Basic functions using pytorch

Torch Core

This module contains all the basic functions we need in other modules of the fastai library (split with core that contains the ones not requiring pytorch). Its documentation can easily be skipped at a first read, unless you want to know what a given fuction does.

Global constants

AdamW = partial(optim.Adam, betas=(0.9,0.99))

bn_types = (nn.BatchNorm1d, nn.BatchNorm2d, nn.BatchNorm3d)

default_device = torch.device('cuda') if torch.cuda.is_available() else torch.device('cpu')

Functions that operate conversions

flatten[source]

flatten(m)

Flattens all the layers of m.

model2half[source]

model2half(model:Module) → Module

Convert model to half precision except the batchnorm layers.

requires_grad[source]

requires_grad(m:Module, b:Optional[bool]=None) → Optional[bool]
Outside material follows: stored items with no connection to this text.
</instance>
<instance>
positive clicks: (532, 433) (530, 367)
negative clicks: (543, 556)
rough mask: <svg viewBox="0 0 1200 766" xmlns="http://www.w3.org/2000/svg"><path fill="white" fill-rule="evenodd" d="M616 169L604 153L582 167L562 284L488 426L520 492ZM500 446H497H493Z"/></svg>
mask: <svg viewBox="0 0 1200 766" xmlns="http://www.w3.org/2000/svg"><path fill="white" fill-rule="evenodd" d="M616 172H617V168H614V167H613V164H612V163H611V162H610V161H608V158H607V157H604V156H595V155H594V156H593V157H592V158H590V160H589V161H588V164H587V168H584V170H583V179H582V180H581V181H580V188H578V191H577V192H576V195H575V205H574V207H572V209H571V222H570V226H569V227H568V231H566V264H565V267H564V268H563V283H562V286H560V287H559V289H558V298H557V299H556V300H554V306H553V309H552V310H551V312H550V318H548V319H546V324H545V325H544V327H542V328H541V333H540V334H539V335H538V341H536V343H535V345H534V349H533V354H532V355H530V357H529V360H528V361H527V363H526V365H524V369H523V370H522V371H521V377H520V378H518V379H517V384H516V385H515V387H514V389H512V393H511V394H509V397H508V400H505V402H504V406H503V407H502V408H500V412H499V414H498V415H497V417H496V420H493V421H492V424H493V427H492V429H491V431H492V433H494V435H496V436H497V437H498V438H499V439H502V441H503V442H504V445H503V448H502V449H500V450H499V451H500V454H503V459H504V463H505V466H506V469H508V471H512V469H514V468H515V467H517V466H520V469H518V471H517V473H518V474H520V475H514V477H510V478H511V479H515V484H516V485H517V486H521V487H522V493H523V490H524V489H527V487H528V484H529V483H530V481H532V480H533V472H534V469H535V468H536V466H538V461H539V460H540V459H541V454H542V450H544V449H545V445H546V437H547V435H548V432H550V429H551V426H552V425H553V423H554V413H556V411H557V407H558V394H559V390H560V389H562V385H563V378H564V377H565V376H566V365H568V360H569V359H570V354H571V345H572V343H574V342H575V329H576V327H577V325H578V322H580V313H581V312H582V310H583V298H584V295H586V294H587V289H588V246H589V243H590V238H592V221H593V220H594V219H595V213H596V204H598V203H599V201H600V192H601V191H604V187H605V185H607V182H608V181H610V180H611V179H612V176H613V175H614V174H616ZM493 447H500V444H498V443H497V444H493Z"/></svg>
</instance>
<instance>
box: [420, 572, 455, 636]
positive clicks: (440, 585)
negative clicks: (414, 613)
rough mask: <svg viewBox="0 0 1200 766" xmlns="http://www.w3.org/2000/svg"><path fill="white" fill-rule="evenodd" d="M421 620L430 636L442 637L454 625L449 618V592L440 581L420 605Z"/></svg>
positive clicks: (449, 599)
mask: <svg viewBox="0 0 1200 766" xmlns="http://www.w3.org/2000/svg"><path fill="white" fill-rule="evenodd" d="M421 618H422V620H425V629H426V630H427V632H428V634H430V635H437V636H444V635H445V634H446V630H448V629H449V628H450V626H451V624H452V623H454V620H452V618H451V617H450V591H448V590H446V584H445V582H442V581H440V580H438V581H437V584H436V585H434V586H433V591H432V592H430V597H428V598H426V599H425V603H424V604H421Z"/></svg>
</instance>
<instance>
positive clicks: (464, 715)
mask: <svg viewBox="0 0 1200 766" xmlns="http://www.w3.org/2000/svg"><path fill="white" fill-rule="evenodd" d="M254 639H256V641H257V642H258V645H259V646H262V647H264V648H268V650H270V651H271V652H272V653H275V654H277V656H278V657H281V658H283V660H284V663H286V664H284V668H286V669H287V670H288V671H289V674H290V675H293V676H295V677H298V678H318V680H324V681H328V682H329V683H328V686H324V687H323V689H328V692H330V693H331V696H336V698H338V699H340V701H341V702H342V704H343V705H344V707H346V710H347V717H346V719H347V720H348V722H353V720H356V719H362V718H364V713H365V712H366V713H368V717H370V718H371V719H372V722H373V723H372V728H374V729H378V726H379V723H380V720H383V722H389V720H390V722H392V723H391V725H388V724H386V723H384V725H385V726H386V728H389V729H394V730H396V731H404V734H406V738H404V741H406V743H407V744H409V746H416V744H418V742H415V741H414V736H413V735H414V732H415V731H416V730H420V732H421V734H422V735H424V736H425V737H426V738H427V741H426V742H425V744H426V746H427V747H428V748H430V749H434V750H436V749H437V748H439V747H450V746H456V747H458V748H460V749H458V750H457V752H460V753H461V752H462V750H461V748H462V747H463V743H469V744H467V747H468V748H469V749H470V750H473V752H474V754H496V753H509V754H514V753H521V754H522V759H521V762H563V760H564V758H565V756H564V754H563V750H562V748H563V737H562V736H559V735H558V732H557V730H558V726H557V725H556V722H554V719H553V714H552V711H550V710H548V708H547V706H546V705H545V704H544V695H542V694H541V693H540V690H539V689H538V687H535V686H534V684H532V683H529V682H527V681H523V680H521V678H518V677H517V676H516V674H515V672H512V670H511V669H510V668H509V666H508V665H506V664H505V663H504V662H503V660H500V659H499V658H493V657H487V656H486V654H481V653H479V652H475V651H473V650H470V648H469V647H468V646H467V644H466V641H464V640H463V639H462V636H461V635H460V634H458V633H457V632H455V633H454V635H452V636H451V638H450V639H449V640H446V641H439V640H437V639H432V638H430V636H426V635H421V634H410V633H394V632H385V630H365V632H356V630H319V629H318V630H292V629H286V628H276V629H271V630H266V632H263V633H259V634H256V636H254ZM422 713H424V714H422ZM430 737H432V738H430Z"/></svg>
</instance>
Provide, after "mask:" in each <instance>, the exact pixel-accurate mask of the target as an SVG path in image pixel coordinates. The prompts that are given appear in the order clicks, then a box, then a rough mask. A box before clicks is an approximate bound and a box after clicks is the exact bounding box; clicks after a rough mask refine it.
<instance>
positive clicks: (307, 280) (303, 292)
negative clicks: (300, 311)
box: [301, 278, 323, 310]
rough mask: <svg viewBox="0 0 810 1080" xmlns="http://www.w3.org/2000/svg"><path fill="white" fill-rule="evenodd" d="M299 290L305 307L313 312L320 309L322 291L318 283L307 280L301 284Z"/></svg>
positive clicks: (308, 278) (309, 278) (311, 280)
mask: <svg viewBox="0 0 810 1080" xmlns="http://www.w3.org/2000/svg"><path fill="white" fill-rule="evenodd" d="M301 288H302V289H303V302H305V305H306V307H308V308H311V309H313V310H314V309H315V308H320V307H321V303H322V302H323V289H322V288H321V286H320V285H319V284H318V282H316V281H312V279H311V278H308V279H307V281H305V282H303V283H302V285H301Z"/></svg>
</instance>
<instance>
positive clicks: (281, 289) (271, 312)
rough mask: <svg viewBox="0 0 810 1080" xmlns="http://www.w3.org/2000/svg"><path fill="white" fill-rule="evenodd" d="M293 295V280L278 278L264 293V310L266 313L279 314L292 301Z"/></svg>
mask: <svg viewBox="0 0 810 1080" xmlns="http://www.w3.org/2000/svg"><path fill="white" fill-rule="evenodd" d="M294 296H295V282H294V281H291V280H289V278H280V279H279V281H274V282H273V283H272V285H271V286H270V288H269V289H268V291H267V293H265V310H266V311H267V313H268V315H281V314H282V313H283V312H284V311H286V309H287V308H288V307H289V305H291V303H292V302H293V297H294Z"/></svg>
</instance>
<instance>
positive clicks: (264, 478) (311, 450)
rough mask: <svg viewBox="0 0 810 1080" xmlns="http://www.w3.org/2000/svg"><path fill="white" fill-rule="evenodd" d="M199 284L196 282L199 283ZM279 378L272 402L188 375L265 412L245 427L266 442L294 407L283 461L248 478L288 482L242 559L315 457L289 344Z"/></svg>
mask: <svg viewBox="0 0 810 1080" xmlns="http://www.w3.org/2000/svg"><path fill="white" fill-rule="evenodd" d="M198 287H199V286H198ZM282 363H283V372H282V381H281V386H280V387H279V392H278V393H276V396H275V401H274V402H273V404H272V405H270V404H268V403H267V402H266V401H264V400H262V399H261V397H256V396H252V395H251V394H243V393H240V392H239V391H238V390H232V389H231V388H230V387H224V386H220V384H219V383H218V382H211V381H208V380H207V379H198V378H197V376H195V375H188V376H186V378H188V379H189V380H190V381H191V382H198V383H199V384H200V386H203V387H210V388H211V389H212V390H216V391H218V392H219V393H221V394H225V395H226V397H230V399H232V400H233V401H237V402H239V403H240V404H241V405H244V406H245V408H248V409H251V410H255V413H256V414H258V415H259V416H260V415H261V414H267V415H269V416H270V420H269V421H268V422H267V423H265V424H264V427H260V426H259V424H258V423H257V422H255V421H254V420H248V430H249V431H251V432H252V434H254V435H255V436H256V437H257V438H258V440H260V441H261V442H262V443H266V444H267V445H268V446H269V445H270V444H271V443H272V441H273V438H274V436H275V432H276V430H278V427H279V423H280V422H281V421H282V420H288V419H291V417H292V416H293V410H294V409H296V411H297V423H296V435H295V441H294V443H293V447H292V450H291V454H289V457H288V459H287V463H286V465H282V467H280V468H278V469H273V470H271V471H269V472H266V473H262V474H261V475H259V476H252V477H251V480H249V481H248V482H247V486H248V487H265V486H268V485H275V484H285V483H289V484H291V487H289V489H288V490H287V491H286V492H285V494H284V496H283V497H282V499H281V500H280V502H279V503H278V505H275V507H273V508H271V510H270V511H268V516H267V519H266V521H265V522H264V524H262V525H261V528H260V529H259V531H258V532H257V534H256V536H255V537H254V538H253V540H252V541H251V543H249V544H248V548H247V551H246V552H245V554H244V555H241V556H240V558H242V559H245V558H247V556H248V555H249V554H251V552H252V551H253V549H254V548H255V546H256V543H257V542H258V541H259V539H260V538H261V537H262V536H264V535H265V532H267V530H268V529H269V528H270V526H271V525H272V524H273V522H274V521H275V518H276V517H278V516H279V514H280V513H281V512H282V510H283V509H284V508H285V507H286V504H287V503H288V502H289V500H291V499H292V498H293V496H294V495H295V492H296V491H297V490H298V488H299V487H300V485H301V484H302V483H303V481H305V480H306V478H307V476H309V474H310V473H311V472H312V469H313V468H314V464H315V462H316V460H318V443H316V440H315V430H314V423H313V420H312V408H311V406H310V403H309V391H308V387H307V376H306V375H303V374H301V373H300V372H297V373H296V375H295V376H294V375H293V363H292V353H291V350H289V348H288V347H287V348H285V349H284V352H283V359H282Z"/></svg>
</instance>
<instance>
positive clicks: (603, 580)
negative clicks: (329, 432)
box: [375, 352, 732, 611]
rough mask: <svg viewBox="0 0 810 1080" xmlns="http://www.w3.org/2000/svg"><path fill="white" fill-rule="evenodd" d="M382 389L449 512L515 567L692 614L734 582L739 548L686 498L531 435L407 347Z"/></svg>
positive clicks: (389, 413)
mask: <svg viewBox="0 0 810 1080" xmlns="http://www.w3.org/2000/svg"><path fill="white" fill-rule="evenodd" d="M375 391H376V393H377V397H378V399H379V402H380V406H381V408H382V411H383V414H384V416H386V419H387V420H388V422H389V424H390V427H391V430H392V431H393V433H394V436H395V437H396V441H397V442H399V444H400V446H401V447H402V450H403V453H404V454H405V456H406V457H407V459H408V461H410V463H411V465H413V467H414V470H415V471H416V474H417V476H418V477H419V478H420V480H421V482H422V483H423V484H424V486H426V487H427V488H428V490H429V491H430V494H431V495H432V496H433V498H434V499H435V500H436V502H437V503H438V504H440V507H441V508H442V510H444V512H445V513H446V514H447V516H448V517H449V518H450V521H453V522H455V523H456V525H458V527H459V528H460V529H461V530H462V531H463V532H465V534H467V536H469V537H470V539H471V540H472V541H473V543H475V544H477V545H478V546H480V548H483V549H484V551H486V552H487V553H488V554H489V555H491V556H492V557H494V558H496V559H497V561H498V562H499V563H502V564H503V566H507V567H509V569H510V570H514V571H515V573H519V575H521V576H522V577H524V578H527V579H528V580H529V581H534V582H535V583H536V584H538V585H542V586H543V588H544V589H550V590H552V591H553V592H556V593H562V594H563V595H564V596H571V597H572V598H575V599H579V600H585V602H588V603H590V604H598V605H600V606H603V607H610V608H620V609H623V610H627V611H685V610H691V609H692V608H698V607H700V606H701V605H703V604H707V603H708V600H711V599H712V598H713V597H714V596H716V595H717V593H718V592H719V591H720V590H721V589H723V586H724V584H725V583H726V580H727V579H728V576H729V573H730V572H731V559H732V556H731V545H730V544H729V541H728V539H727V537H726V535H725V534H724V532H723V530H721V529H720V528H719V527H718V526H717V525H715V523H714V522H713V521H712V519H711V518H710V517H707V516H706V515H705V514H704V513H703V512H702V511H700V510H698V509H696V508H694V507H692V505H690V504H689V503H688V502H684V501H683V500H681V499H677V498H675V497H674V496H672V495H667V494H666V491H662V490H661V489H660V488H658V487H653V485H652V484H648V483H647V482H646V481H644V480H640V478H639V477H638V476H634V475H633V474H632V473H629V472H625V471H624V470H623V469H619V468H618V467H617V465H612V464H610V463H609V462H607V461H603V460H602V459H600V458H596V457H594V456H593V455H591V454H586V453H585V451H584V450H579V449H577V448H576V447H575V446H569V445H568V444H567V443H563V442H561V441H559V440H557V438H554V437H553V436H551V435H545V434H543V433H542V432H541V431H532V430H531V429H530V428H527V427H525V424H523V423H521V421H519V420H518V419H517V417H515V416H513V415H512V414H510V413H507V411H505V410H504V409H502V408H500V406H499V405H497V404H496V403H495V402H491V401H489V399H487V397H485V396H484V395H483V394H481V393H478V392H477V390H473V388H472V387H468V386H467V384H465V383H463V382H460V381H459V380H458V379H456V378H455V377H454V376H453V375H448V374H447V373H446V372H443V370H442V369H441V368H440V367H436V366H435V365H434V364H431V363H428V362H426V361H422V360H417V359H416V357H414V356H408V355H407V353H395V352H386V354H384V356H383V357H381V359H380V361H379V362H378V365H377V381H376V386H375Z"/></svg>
If b is None, returns the requires_grad state of the first layer of m. Otherwise, sets requires_grad=b in all children of m.

tensor[source]

tensor(x:Any, rest) → Tensor

Like torch.as_tensor, but handle lists too, and can pass multiple vector elements directly

Ensures x is a torch Tensor.

to_data[source]

to_data(b:ItemsList)

Recursively map lists of items in b to their wrapped data

to_detach[source]

to_detach(b:Tensors)

Recursively detach lists of tensors in b

to_device[source]

to_device(b:Tensors, device:device)

Ensure b is on device.

to_half[source]

to_half(b:Collection[Tensor]) → Collection[Tensor]

Put the input of the batch b in half precision.

to_np[source]

to_np(x)

Convert x to a numpy array.

Functions to deal with model initialization

apply_init[source]

apply_init(m, init_func:LayerFunc)

Initialize all non-batchnorm layers of m with init_func.

apply_leaf[source]

apply_leaf(m:Module, f:LayerFunc)

Apply f to children of m.

cond_init[source]

cond_init(m:Module, init_func:LayerFunc)

Initialize the non-batchnorm layers of m with init_func

in_channels[source]

in_channels(m:Module) → List[int]

Return the shape of the first weight layer in m.

Functions to get information of a model

children[source]

children(m:Module) → ModuleList

Get children of module m.

first_layer[source]

first_layer(m:Module) → Module

Retrieve first layer in a module m.

num_children[source]

num_children(m:Module) → int

Get number of children modules in module m.

range_children[source]

range_children(m:Module) → Iterator[int]

Return iterator of len of children of m.

trainable_params[source]

trainable_params(m:Module) → ParamList

Return list of trainable params in m.

Functions to deal with BatchNorm layers

bn2float[source]

bn2float(module:Module) → Module

If module is batchnorm don't use half precision.

set_bn_eval[source]

set_bn_eval(m:Module)

Set bn layers in eval mode for all recursive children of m.

split_bn_bias[source]

split_bn_bias(layer_groups:ModuleList) → ModuleList

Sort each layer in layer_groups into batchnorm (bn_types) and non-batchnorm groups.

Other functions

calc_loss[source]

calc_loss(y_pred:Tensor, y_true:Tensor, loss_func:LossFunction)

Calculate loss between y_pred and y_true using loss_class and bs.

data_collate[source]

data_collate(batch:ItemsList) → Tensor

Convert batch items to tensor data.

split_model[source]

split_model(model:Module, splits:Collection[Union[Module, ModuleList]], want_idxs:bool=False)

Splits the model according to the layer in splits. If splits are layers, the model is split at those (not included) sequentially. If want_idxs is True, the corresponding indexes are returned. If splits are lists of layers, the model is split according to those.

split_model_idx[source]

split_model_idx(model:Module, idxs:Collection[int]) → ModuleList

Split model according to the indices in idxs.